I knew I wasn't going to make it to the end of the trail without first aid, and the time for calling for rescue had passed with the loss of cell service. I could hear my mother's voice in my head, yelling at me for not being more prepared. I should have had space blankets and emergency heat packs. But I didn't. I had two rain ponchos, a lighter, and an applicator-free regular tampon.
Digging through the snow, we managed to find some pine needles and bark, but everything was soaking wet. Luckily, my husband had a tiny pocketknife on his keys and managed to strip some of the wood to be at least a little dry. We piled all the driest things we could find and used one of the ponchos as a windscreen while kneeling on the other to stay as dry as possible.
I, for lack of a better word, fluffed the tampon as much as I could and set it on fire, gently feeding kindling to the flames. (In case you didn't know, tampons — and most other feminine hygiene products — are highly flammable and make great fire starters.) Slowly, the fire got big enough for us to pull off our shoes and socks and get them, if not dry, then warm.

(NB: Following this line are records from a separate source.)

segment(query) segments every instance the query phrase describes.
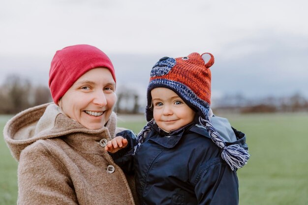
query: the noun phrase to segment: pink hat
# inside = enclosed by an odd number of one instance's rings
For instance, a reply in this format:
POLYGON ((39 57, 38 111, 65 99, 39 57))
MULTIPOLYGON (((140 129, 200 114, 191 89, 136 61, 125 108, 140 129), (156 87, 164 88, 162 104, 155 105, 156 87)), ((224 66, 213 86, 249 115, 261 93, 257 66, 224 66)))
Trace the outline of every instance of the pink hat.
POLYGON ((49 71, 49 88, 56 104, 81 76, 98 67, 108 68, 116 82, 115 70, 108 56, 89 45, 76 45, 57 51, 49 71))

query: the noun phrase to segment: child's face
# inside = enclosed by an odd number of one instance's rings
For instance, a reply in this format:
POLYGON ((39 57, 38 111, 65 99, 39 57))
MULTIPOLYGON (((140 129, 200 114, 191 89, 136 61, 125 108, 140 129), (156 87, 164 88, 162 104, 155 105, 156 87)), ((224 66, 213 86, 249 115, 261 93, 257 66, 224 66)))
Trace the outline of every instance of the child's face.
POLYGON ((153 101, 153 115, 158 127, 170 132, 191 122, 195 112, 175 92, 164 88, 151 91, 153 101))

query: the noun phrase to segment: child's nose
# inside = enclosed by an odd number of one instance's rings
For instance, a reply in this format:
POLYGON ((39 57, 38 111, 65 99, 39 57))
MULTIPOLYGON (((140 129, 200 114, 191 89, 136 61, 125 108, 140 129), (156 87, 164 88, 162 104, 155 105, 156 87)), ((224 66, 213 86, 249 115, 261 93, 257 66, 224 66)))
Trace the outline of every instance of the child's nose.
POLYGON ((164 110, 163 111, 163 115, 167 116, 170 115, 172 115, 172 109, 171 106, 169 105, 165 105, 164 106, 164 110))

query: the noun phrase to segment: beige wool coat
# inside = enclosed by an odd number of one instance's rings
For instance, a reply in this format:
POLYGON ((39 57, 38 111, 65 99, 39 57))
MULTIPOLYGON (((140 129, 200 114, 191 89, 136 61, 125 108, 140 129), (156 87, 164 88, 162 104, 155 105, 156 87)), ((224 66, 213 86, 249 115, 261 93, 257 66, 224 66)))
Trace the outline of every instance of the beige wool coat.
POLYGON ((116 124, 113 113, 106 127, 88 129, 53 103, 10 119, 3 132, 19 162, 18 204, 134 205, 133 177, 126 179, 99 143, 121 131, 116 124))

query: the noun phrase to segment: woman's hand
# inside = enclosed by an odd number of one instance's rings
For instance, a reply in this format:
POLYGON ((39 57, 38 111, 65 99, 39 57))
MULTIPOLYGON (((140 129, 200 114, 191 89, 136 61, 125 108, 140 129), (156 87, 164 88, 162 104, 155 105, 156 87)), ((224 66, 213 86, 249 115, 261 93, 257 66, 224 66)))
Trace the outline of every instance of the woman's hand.
POLYGON ((128 144, 127 140, 123 137, 116 137, 107 143, 107 145, 105 146, 105 150, 110 153, 115 153, 125 147, 128 144))

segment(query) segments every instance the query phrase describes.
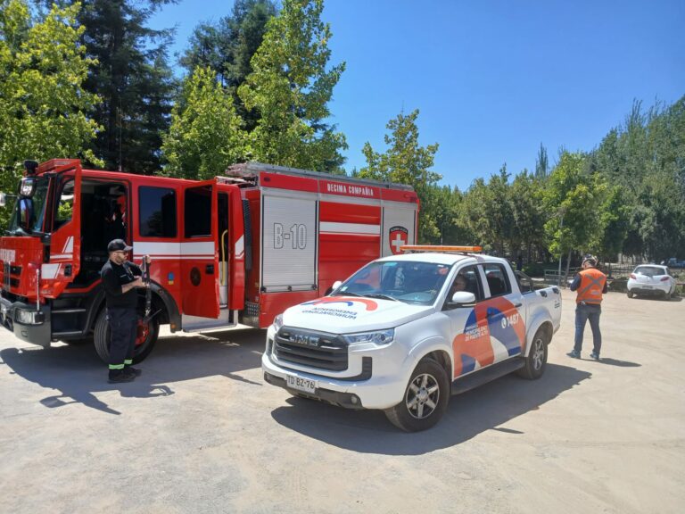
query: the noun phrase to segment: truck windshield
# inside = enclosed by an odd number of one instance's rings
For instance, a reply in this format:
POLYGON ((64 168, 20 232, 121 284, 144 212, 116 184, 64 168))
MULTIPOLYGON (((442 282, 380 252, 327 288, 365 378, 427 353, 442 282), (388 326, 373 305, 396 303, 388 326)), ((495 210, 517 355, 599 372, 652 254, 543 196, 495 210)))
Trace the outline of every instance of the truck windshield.
POLYGON ((334 294, 386 297, 406 303, 432 305, 450 268, 446 264, 408 261, 371 262, 352 275, 334 294))
POLYGON ((42 233, 45 216, 49 180, 40 177, 36 180, 36 189, 29 197, 18 196, 7 227, 10 236, 30 236, 42 233))

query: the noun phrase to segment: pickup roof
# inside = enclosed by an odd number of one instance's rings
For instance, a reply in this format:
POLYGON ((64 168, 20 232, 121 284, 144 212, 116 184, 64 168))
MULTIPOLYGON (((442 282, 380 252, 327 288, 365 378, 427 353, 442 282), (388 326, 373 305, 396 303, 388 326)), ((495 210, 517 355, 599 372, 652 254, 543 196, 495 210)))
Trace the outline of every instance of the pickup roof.
POLYGON ((405 431, 429 428, 450 394, 512 371, 544 373, 561 295, 526 278, 482 254, 378 259, 276 317, 264 378, 297 396, 384 410, 405 431))

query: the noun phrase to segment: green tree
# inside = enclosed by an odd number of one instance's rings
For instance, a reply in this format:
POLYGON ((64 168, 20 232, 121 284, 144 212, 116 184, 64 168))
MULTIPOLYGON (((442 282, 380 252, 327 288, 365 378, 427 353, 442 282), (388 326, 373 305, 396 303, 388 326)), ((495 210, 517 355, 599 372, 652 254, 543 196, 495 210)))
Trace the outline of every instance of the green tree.
POLYGON ((184 80, 164 136, 164 171, 172 177, 210 178, 243 161, 245 134, 230 94, 208 68, 197 68, 184 80))
POLYGON ((470 243, 483 246, 485 252, 494 248, 493 242, 498 238, 488 211, 490 198, 488 185, 483 178, 478 178, 465 193, 459 206, 460 225, 466 227, 474 237, 470 243))
POLYGON ((338 170, 345 137, 323 122, 344 63, 326 70, 331 30, 321 21, 323 0, 284 0, 269 20, 251 62, 253 71, 238 87, 248 110, 259 113, 251 132, 252 158, 319 171, 338 170))
POLYGON ((537 178, 546 178, 549 172, 549 165, 547 160, 547 148, 540 144, 538 157, 535 160, 535 177, 537 178))
MULTIPOLYGON (((85 147, 97 123, 98 103, 84 89, 88 68, 78 43, 80 5, 53 8, 33 23, 27 4, 0 1, 0 189, 14 192, 25 159, 80 157, 100 162, 85 147)), ((7 216, 6 210, 0 216, 7 216)), ((5 219, 2 220, 4 223, 5 219)))
POLYGON ((523 248, 528 261, 531 261, 533 249, 544 247, 547 218, 542 206, 543 179, 538 178, 537 173, 533 176, 524 170, 516 175, 511 184, 509 199, 514 225, 512 257, 517 257, 523 248))
POLYGON ((597 213, 607 187, 598 175, 585 172, 585 155, 562 152, 559 162, 548 178, 544 204, 550 218, 545 223, 549 253, 559 257, 571 253, 597 252, 601 226, 597 213))
POLYGON ((103 127, 93 150, 107 169, 133 173, 160 170, 161 134, 169 128, 175 82, 168 65, 172 30, 146 22, 175 0, 84 0, 82 41, 99 66, 86 87, 103 98, 94 119, 103 127))
POLYGON ((408 115, 400 113, 388 121, 385 127, 390 133, 384 137, 388 145, 384 153, 376 152, 367 142, 362 149, 367 165, 359 170, 359 176, 412 186, 421 201, 418 239, 429 242, 440 236, 438 225, 442 219, 442 206, 436 186, 442 177, 430 170, 438 144, 428 146, 418 144, 417 118, 418 109, 416 109, 408 115))
POLYGON ((209 66, 217 74, 221 85, 233 95, 235 110, 248 131, 257 125, 259 112, 244 108, 237 88, 252 72, 252 55, 261 45, 267 22, 276 12, 271 0, 236 0, 230 15, 195 28, 190 46, 180 59, 190 73, 198 66, 209 66))
POLYGON ((630 211, 626 195, 620 186, 612 187, 600 209, 598 219, 602 233, 599 239, 598 253, 602 261, 614 261, 623 248, 628 234, 630 211))

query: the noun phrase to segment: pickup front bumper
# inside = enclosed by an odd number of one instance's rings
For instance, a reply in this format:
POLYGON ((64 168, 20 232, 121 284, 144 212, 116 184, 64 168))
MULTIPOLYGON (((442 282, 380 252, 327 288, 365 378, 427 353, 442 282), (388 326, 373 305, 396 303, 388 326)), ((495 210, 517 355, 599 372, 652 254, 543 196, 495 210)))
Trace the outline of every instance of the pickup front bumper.
POLYGON ((269 327, 267 349, 261 356, 264 380, 268 384, 348 409, 387 409, 401 401, 409 376, 400 371, 404 369, 407 351, 399 344, 384 347, 366 344, 350 348, 349 375, 341 372, 334 377, 324 369, 279 361, 273 352, 274 334, 273 326, 269 327), (315 384, 314 391, 288 387, 289 376, 315 384))
POLYGON ((50 346, 52 331, 47 305, 41 305, 37 311, 35 303, 11 302, 0 297, 0 324, 21 341, 50 346))

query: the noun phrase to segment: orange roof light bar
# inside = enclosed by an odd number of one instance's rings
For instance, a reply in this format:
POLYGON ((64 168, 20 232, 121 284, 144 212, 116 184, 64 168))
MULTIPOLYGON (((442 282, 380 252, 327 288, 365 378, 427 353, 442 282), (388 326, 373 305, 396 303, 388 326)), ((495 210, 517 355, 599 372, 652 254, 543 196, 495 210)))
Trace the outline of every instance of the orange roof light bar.
POLYGON ((402 252, 444 252, 445 253, 478 253, 483 246, 433 246, 431 245, 405 245, 400 248, 402 252))

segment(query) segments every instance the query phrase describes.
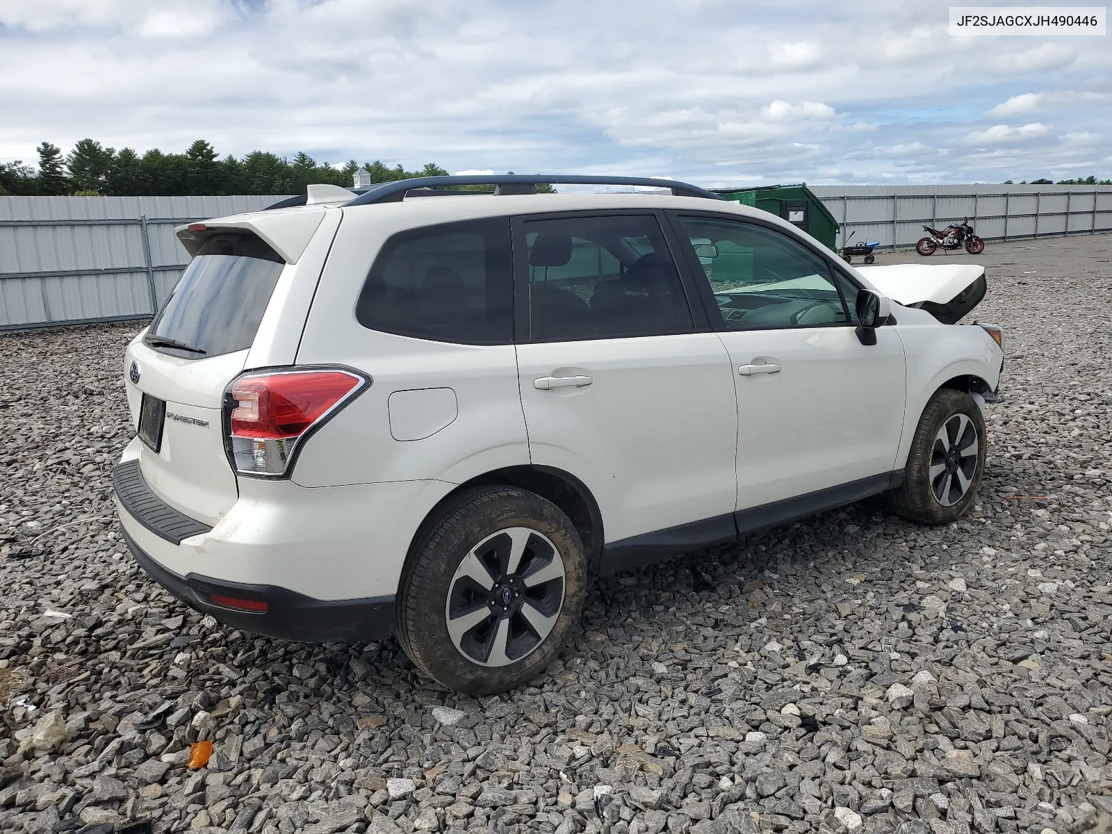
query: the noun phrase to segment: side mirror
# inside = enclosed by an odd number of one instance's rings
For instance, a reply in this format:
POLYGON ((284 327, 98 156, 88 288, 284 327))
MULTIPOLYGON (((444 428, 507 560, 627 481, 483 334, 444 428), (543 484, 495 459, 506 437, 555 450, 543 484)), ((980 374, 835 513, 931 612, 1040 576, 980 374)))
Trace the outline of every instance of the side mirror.
POLYGON ((857 339, 862 345, 875 345, 876 328, 888 320, 892 302, 880 292, 860 289, 857 290, 855 312, 857 314, 857 339))

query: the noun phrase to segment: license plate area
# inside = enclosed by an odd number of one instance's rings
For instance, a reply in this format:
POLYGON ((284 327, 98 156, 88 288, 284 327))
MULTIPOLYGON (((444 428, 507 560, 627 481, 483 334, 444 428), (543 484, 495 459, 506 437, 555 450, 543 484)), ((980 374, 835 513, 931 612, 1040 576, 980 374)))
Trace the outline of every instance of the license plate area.
POLYGON ((162 448, 162 425, 166 423, 166 400, 142 395, 139 406, 139 439, 158 454, 162 448))

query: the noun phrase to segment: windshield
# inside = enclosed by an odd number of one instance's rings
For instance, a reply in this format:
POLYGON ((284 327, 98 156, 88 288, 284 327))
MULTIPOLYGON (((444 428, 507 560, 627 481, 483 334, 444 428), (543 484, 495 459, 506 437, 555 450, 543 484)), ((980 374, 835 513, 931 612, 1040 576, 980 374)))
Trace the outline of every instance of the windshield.
POLYGON ((206 240, 145 341, 189 359, 249 348, 285 266, 254 235, 222 234, 206 240))

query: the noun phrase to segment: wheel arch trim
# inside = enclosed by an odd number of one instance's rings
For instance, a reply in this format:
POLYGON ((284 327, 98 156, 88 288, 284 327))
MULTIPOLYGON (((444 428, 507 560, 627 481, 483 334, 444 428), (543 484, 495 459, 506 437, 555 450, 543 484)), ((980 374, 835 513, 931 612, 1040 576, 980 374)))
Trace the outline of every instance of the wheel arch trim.
POLYGON ((445 502, 450 500, 464 489, 494 485, 514 486, 526 489, 559 507, 572 519, 572 524, 583 539, 583 546, 587 553, 588 574, 597 574, 604 542, 603 516, 598 508, 598 502, 586 484, 575 475, 572 475, 572 473, 553 466, 539 466, 535 464, 492 469, 468 478, 450 489, 434 506, 429 507, 420 524, 414 530, 406 559, 408 560, 411 556, 414 543, 418 539, 425 524, 445 502))

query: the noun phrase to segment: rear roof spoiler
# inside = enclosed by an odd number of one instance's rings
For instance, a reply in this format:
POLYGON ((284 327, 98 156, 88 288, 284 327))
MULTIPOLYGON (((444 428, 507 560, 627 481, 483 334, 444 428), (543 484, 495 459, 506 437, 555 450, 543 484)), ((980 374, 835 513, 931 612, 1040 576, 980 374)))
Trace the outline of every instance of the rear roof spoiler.
MULTIPOLYGON (((345 206, 367 206, 373 202, 397 202, 405 199, 409 191, 425 193, 421 196, 434 196, 437 193, 458 193, 456 191, 437 191, 436 189, 450 189, 454 186, 495 186, 495 195, 520 195, 536 193, 538 185, 567 185, 567 186, 641 186, 646 188, 667 188, 676 197, 702 197, 708 200, 721 200, 721 195, 708 191, 705 188, 693 186, 689 182, 679 182, 672 179, 654 179, 652 177, 596 177, 579 173, 496 173, 496 175, 464 175, 448 177, 414 177, 413 179, 395 180, 394 182, 383 182, 366 189, 346 189, 351 192, 353 198, 344 203, 345 206)), ((310 186, 310 188, 312 188, 310 186)), ((337 191, 339 187, 336 187, 337 191)), ((336 192, 332 192, 336 193, 336 192)), ((414 196, 417 196, 416 193, 414 196)), ((305 206, 309 201, 309 196, 289 197, 280 200, 267 209, 291 208, 294 206, 305 206)), ((331 200, 329 200, 331 202, 331 200)))

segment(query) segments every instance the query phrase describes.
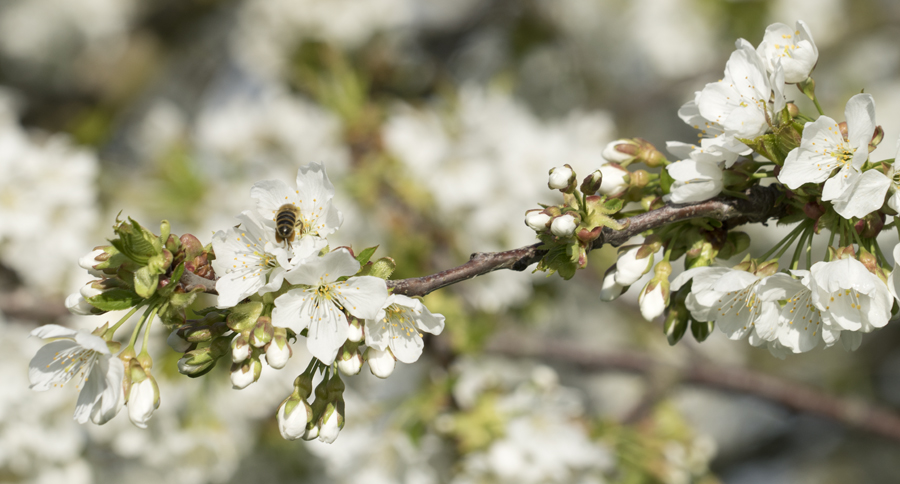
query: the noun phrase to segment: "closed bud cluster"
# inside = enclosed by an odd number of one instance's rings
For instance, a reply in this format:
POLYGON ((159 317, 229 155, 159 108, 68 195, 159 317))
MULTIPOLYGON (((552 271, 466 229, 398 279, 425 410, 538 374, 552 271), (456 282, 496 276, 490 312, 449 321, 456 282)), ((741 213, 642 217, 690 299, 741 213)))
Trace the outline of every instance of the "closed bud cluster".
POLYGON ((277 370, 284 368, 284 365, 287 364, 291 355, 293 355, 291 345, 288 344, 287 340, 287 329, 275 328, 272 341, 266 345, 265 351, 266 363, 269 366, 277 370))
POLYGON ((559 190, 563 193, 572 193, 575 190, 575 171, 569 165, 557 166, 550 169, 550 179, 547 186, 551 190, 559 190))
POLYGON ((603 158, 622 166, 639 162, 657 167, 666 161, 666 157, 653 144, 641 138, 620 139, 607 144, 603 149, 603 158))
POLYGON ((362 369, 363 357, 359 351, 359 345, 352 342, 344 343, 338 352, 337 367, 345 375, 357 375, 362 369))
POLYGON ((631 172, 617 163, 607 163, 600 167, 602 181, 597 190, 601 195, 618 197, 625 193, 631 183, 631 172))
POLYGON ((250 358, 231 366, 231 386, 235 390, 247 388, 250 384, 259 380, 261 374, 262 362, 259 360, 256 351, 253 351, 250 354, 250 358))
POLYGON ((542 209, 533 209, 525 212, 525 225, 535 232, 546 232, 550 227, 553 217, 542 209))

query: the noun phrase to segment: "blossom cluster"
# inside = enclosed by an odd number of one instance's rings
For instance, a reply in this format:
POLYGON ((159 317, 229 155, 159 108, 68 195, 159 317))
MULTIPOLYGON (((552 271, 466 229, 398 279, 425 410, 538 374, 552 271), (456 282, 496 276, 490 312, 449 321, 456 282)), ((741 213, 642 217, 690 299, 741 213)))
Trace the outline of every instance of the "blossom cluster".
MULTIPOLYGON (((810 77, 817 61, 805 23, 770 25, 758 47, 739 39, 723 78, 679 110, 698 130, 698 141, 668 142, 677 160, 645 140, 625 139, 609 144, 607 163, 580 185, 568 165, 551 170, 548 185, 564 194, 564 203, 525 217, 548 250, 538 269, 572 277, 587 264, 585 254, 603 230, 630 223, 627 214, 723 195, 747 199, 764 186, 774 194, 770 216, 797 224, 769 252, 729 267, 723 262, 749 247, 746 234, 715 219, 672 223, 619 249, 600 297, 615 299, 652 270, 639 295, 641 313, 647 320, 666 315, 671 344, 688 327, 703 341, 718 326, 728 338, 748 339, 782 358, 838 340, 856 349, 861 333, 885 326, 900 301, 900 276, 876 239, 898 226, 900 177, 894 159, 869 159, 884 137, 871 95, 851 97, 844 122, 822 112, 810 77), (789 102, 792 84, 813 101, 817 116, 789 102), (658 175, 629 170, 633 163, 663 169, 658 175), (886 224, 887 216, 894 221, 886 224), (813 239, 826 230, 824 260, 814 260, 813 239), (792 246, 790 263, 781 263, 792 246), (662 259, 655 259, 661 250, 662 259), (682 255, 685 271, 670 282, 671 262, 682 255)), ((894 249, 898 257, 900 246, 894 249)))
POLYGON ((236 389, 259 380, 264 366, 284 368, 291 342, 305 336, 313 358, 279 408, 278 422, 287 439, 333 442, 344 419, 339 372, 358 374, 368 362, 373 374, 387 378, 397 360, 419 358, 423 332, 439 334, 444 326, 444 317, 420 300, 389 294, 385 279, 393 261, 370 261, 375 247, 358 255, 346 247, 330 249, 327 237, 343 220, 334 194, 324 166, 316 163, 299 169, 296 188, 280 180, 259 182, 251 189, 256 206, 242 212, 235 227, 216 232, 212 250, 190 235, 175 238, 166 223, 160 236, 133 221, 120 224, 112 246, 81 260, 101 279, 70 296, 67 305, 76 314, 132 311, 93 333, 57 325, 35 330, 33 336, 53 341, 32 360, 32 388, 46 390, 77 376, 83 388, 76 420, 102 424, 127 404, 132 422, 146 427, 160 402, 147 352, 155 317, 170 327, 170 346, 185 353, 180 372, 203 375, 224 357, 232 362, 236 389), (216 307, 200 311, 199 320, 177 311, 203 289, 185 283, 185 271, 215 280, 216 307), (115 331, 142 305, 149 309, 119 352, 115 331), (136 354, 141 329, 144 342, 136 354), (310 404, 317 374, 324 376, 310 404))

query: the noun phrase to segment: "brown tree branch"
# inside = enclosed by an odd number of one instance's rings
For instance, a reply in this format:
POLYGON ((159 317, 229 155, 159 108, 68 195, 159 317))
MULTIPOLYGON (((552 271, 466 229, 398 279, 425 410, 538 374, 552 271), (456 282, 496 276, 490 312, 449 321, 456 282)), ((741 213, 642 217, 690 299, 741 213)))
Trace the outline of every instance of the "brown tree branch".
POLYGON ((613 369, 653 373, 675 371, 683 382, 716 390, 759 397, 799 412, 837 421, 847 427, 872 432, 900 441, 900 415, 852 397, 838 397, 801 383, 743 368, 723 368, 713 364, 673 367, 638 352, 598 352, 578 345, 547 339, 505 336, 492 341, 487 351, 512 357, 539 358, 576 365, 587 370, 613 369))
MULTIPOLYGON (((600 237, 594 241, 592 248, 600 248, 609 244, 618 247, 628 239, 646 232, 682 220, 694 218, 711 218, 728 222, 730 226, 745 223, 765 222, 770 218, 783 216, 786 207, 777 204, 779 188, 754 186, 747 190, 747 199, 733 197, 716 197, 697 203, 666 205, 646 213, 622 219, 628 221, 623 230, 603 229, 600 237)), ((529 245, 504 252, 476 252, 465 264, 423 277, 387 281, 388 287, 395 294, 407 296, 424 296, 442 287, 455 284, 473 277, 488 274, 500 269, 514 271, 525 270, 531 264, 541 260, 546 251, 538 249, 540 244, 529 245)))
MULTIPOLYGON (((765 222, 770 218, 784 215, 785 206, 777 204, 780 194, 778 186, 753 186, 746 192, 746 199, 734 197, 716 197, 710 200, 688 204, 666 205, 656 210, 622 219, 628 223, 623 230, 604 228, 600 237, 594 241, 594 249, 609 244, 618 247, 628 239, 674 222, 694 218, 711 218, 728 222, 729 226, 745 223, 765 222)), ((503 252, 476 252, 465 264, 422 277, 387 281, 388 287, 395 294, 407 296, 424 296, 442 287, 472 279, 500 269, 523 271, 528 266, 544 257, 546 251, 540 250, 540 244, 520 247, 503 252)), ((216 294, 216 282, 190 272, 181 278, 185 287, 203 287, 204 292, 216 294)))

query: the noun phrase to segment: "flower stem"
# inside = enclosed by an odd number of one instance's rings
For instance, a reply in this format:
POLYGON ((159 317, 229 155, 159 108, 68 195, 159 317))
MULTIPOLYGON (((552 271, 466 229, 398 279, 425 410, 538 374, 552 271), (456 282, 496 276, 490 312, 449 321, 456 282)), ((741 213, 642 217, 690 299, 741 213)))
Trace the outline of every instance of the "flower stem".
POLYGON ((156 317, 156 313, 159 309, 159 306, 154 306, 153 309, 150 310, 150 316, 147 317, 147 327, 144 328, 144 341, 141 342, 141 354, 149 355, 147 348, 150 344, 150 326, 153 325, 153 319, 156 317))
POLYGON ((125 321, 128 321, 128 318, 134 316, 134 313, 137 312, 137 310, 144 304, 144 302, 145 301, 141 301, 141 302, 137 303, 137 305, 135 307, 131 308, 131 311, 128 311, 128 314, 126 314, 122 319, 120 319, 118 323, 114 324, 112 328, 107 329, 106 332, 103 333, 103 336, 107 339, 112 339, 113 335, 116 334, 116 330, 118 330, 120 326, 125 324, 125 321))

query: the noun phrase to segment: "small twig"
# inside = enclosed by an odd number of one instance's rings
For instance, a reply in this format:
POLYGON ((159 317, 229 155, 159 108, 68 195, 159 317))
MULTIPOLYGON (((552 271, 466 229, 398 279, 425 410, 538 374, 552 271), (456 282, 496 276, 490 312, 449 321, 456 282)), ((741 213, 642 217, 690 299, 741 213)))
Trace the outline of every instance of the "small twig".
POLYGON ((638 352, 597 352, 571 343, 504 336, 487 351, 513 357, 530 357, 577 365, 588 370, 616 369, 653 373, 661 367, 675 371, 679 379, 716 390, 753 395, 799 412, 825 417, 900 441, 900 415, 861 399, 838 397, 801 383, 742 368, 713 364, 673 367, 638 352))
MULTIPOLYGON (((682 220, 693 218, 712 218, 729 222, 729 226, 737 226, 751 222, 765 222, 770 218, 782 216, 784 205, 776 204, 779 195, 777 185, 768 187, 754 186, 747 190, 747 199, 717 197, 698 203, 682 205, 666 205, 665 207, 635 215, 622 222, 628 223, 622 230, 603 229, 600 237, 594 241, 593 249, 609 244, 618 247, 628 239, 647 230, 655 229, 682 220)), ((499 269, 525 270, 531 264, 541 260, 546 251, 538 249, 539 244, 521 247, 504 252, 476 252, 465 264, 441 271, 437 274, 410 279, 387 281, 388 287, 396 294, 407 296, 424 296, 442 287, 455 284, 473 277, 488 274, 499 269)))

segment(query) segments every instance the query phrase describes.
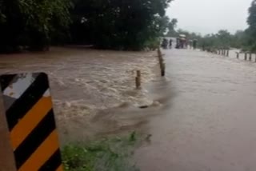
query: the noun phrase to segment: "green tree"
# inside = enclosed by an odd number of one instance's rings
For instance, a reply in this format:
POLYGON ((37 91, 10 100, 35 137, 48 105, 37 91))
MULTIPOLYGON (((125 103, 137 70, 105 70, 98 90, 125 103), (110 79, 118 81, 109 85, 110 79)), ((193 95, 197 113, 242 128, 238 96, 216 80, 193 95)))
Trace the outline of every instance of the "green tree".
POLYGON ((74 0, 73 42, 102 49, 141 50, 165 30, 171 0, 74 0))
POLYGON ((0 51, 42 50, 70 24, 68 0, 0 0, 0 51))

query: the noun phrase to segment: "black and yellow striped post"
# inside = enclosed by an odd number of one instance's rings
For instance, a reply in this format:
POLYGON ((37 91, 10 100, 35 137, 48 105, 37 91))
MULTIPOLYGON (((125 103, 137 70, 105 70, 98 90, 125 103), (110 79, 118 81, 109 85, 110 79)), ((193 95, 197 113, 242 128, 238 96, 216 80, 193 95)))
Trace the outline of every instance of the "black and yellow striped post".
POLYGON ((2 75, 0 83, 17 170, 62 171, 47 75, 2 75))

My loving husband let me put my freezing hands and feet on his stomach to warm them enough so we could continue hiking. We pushed farther down the trail, stopping a few more times to warm my feet on my husband's sacrificial stomach. I desperately wanted to make another fire, but alas, the one life-saving tampon was gone.
When we finally reached the base of the ridge, I cried. I was so happy to be out of the wind! But it wasn't the end of the trail. We couldn't even find the trail. We knew we needed to get to the other side of a creek, but we couldn't see where we were supposed to cross.
My fingers had gone back to purple, there was still no cell service, and we had to make a choice or face camping in the snow overnight. We found a place that looked like it might have been a trail, and just as we were about to cross, we heard a whistle. And then another.
The friends we had called hours before had gotten worried and hiked out into the snow to find us. If they hadn't whistled right then, we would have crossed that creek in a very bad place, and who knows what might have happened? Our dear friends helped us the last two miles to their car, drove us into town, and took us to the warmest restaurant with the best pizza we could find.
You may be wondering why we didn't go for medical attention. Well, the nearest doctor was three hours away, so pizza and beer was the best medicine on hand.
We hiked that same trail when we went back the following year and found the remnants of our emergency fire. In fact, we've hiked that trail about ten times, and it's one of my favorites in the world. And not just for the beauty, but for the lesson it taught: never take being prepared for a walk in the wild for granted. Mother Nature creates some beautiful things, but she'll also kill you if she wants to.
And if you don't respect the land you're hiking, you might be a tampon and a lighter away from freezing to death.